Internet service providers (ISPs) routinely overstate broadband speeds, and rarely provide anything near the advertised capabilities, according to new research by Ofcom.
The UK Broadband Speeds May 2010 research (PDF), conducted in partnership with broadband monitoring firm SamKnows, found that most packages hardly ever reach the 'up to' speed, although those on cable services fare better and Virgin Media is the most consistent performer.
Ofcom said that Virgin Media's 'up to 10Mbit/s' and 'up to 20Mbit/s' cable services offer twice the average download speeds of DSL, while its 'up to 50Mbit/s' cable service was the fastest service tested, delivering average download speeds of around 36Mbit/s.
Average broadband speeds in the UK have increased from 4.1Mbit/s to 5.2Mbit/s since April 2009, while 24 per cent now have speeds of over 10Mbit/s, up from eight per cent.
Jon James, broadband director at Virgin Media, used the announcement to attack the firm's rivals.

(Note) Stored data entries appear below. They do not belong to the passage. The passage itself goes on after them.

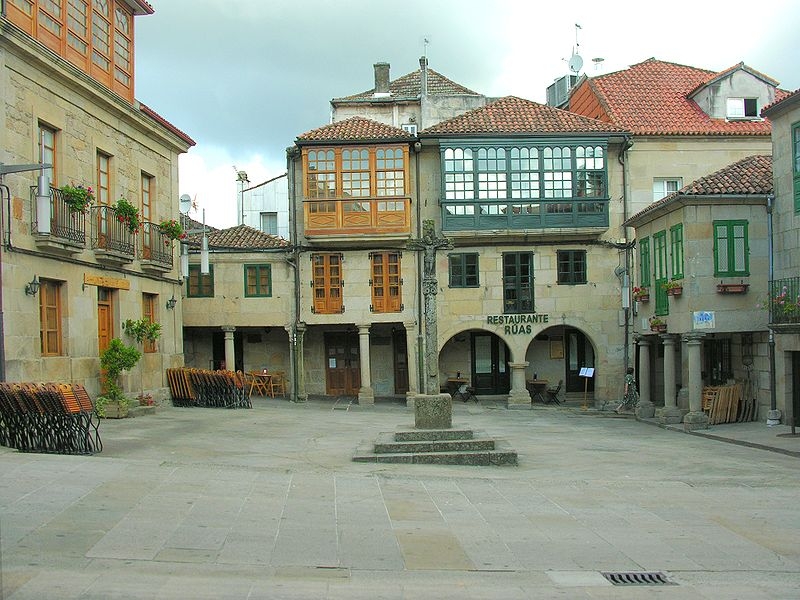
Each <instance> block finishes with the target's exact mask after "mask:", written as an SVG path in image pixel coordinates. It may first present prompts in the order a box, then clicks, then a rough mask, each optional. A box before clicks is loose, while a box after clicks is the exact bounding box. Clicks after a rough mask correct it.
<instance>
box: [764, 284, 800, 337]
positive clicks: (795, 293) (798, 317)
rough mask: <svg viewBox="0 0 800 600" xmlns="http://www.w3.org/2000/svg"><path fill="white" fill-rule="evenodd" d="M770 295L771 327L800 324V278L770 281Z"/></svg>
mask: <svg viewBox="0 0 800 600" xmlns="http://www.w3.org/2000/svg"><path fill="white" fill-rule="evenodd" d="M768 294H769V296H768V305H769V322H770V324H771V325H792V324H800V277H786V278H784V279H774V280H772V281H770V282H769V292H768Z"/></svg>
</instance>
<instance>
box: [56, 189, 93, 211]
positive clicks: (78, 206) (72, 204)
mask: <svg viewBox="0 0 800 600" xmlns="http://www.w3.org/2000/svg"><path fill="white" fill-rule="evenodd" d="M59 190H60V191H61V198H62V199H63V200H64V204H66V205H67V208H69V210H71V211H72V212H86V210H87V209H88V208H89V205H90V204H91V203H92V202H94V191H92V188H91V187H83V186H82V185H62V186H61V187H60V188H59Z"/></svg>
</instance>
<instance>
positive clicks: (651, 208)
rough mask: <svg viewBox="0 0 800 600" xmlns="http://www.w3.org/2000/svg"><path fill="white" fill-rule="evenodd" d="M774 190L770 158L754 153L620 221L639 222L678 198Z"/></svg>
mask: <svg viewBox="0 0 800 600" xmlns="http://www.w3.org/2000/svg"><path fill="white" fill-rule="evenodd" d="M773 191H774V187H773V183H772V157H771V156H765V155H760V154H756V155H754V156H748V157H747V158H743V159H741V160H739V161H737V162H735V163H733V164H732V165H728V166H727V167H724V168H722V169H720V170H719V171H717V172H715V173H712V174H711V175H707V176H706V177H701V178H700V179H698V180H696V181H693V182H692V183H690V184H689V185H686V186H684V187H682V188H681V189H680V190H678V191H677V192H673V193H672V194H670V195H669V196H666V197H664V198H662V199H661V200H658V201H657V202H653V203H652V204H651V205H650V206H648V207H647V208H645V209H644V210H640V211H639V212H638V213H636V214H635V215H633V216H632V217H631V218H629V219H628V220H627V221H626V222H625V223H624V224H625V225H629V224H630V223H631V222H637V221H641V220H642V217H643V216H645V215H647V214H648V213H650V212H652V211H655V210H657V209H659V208H663V207H665V206H667V205H669V204H672V203H674V202H676V201H678V200H680V199H686V198H692V197H699V196H719V197H725V196H730V197H731V199H734V198H735V197H736V196H768V195H770V194H772V193H773Z"/></svg>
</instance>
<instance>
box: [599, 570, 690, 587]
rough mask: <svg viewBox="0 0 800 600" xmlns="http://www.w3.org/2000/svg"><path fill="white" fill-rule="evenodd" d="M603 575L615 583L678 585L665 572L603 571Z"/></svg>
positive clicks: (630, 583)
mask: <svg viewBox="0 0 800 600" xmlns="http://www.w3.org/2000/svg"><path fill="white" fill-rule="evenodd" d="M602 575H603V577H605V578H606V579H608V580H609V581H610V582H611V583H612V584H613V585H676V584H675V583H673V582H672V581H670V580H669V579H667V576H666V575H664V574H663V573H658V572H656V573H644V572H628V573H624V572H623V573H603V574H602Z"/></svg>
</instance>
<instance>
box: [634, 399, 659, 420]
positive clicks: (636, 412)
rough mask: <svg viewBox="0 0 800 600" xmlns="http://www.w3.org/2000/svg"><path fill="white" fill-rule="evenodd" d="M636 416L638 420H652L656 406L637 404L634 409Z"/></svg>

"It's clear that our DSL competitors aren't keeping up with promises of 20Mbit/s broadband. No DSL customer receives 18Mbit/s, and only two per cent receive over 14Mbit/s," he said.
"We need to ensure that people are not being ripped off, and the lack of transparency in broadband advertising risks damaging consumer confidence in superfast broadband."
BT, Virgin's main rival, defended its network, arguing that it gives customers "the most consistently accurate prediction of the speed specific to their line".
"We are investing in systems to make our predictions even better and to have them confirmed in writing," a spokesperson said.
BT also claimed that its £2.5bn investment in superfast fibre broadband will provide consumers and businesses with access to a better network than Virgin's.
"Our investment will deliver superior broadband to that offered by Virgin at a much cheaper price. Unlike Virgin's it will be open for other companies to use, and will be good news for the UK," the spokesperson said.